Is There a Method (Claim) To Our Madness?
Posted by: Bruce in Patentablility, business method patents, method claims, tags: business methods, end-user methods, method claims, patentable subject matterWhile there are many problems with our current patent system, one area that I would like changed is what types of processes qualify as patentable subject matter. As we know, the patentability of software and business methods is fraught with controversy these days. I’d like to throw what I call end-user methods into the mix as well.
My inclination is to look at the purported purpose of the patent system – to reward inventors who help improve society by sharing their inventions – and see which types of processes/methods achieve that purpose. Although it’s not important in this “if I were King” exercise, I like to think this approach harkens back to the Constitutional underpinnings of our patent system, where it is written that Congress can reward inventors for the purpose of “promot[ing] the progress of science and the useful arts”.
Note that the Constitution doesn’t say anything about promoting better business decisions or controlling the actions of individuals who can, with their own heads and hands, engage in an activity.
So how do software, business methods, and end-user methods fit in?
Software: When held up to the template of “Science and the useful arts” clearly some software qualifies and some does not, just as some hardware is patentable and some is not. Thus, I put software into the patentable subject matter category and leave to the examination process what happens to individual applications.

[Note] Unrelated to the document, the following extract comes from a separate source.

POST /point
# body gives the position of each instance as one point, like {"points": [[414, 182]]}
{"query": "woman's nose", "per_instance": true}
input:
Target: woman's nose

Business Methods: To me, the idea of a “business method” patent is an abhorrence. Transacting business better, faster, cheaper, or whatever is not beneficial to society; it only helps the businessperson make more money. One-click checkout, calculating hedge fund portfolio mixes, etc. are not science nor are they part of the “useful arts” (again, keeping in mind that I am king). Note that the question isn’t “is this a process”, “is it implemented on a machine”, or “does it transform something”? No, the question is what is the purpose of the process/method; if the purpose is to transact business then it’s not patentable in my book.
End-User Methods: As I’ve discussed in an earlier blog, end-user methods are, generally, processes that don’t “make” anything and that are often performed by the person gaining the benefit of the performance (viz., the end user). Many of the most laughable patents of recent years are for end-user methods: the method of exercising a cat with a laser pointer and the method of swinging on a swing come to mind.
While those examples are laughable, other end-user method patents cover more serious processes, such as medical procedures. Often these latter patents are a back door way for companies to secure markets for a medical device that otherwise did not qualify for a patent.
There is one more set of “method” claims that I would severely limit. These are methods of doing X, where X is really just using an apparatus, often already claimed in the patent. These method claims are, like the medical procedure patents mentioned above, nothing more than an attempt to provide patent protection for an apparatus that might not be otherwise protected.
Key tip-off words in these claims are “providing” (a such and such piece of equipment), “collecting/recording” (data or information), and “processing” (the data). Steps such as these in a method claim are simply ways to pad out what is really intended: “a method of doing X comprising the step of operating the apparatus described in the patent”. Since that one-step method claim would never be allowed, patent attorneys game the system by breaking the operation of the apparatus down into insignificant steps. They might as well include plugging it in.
That’s what I would do if I were King. How about you?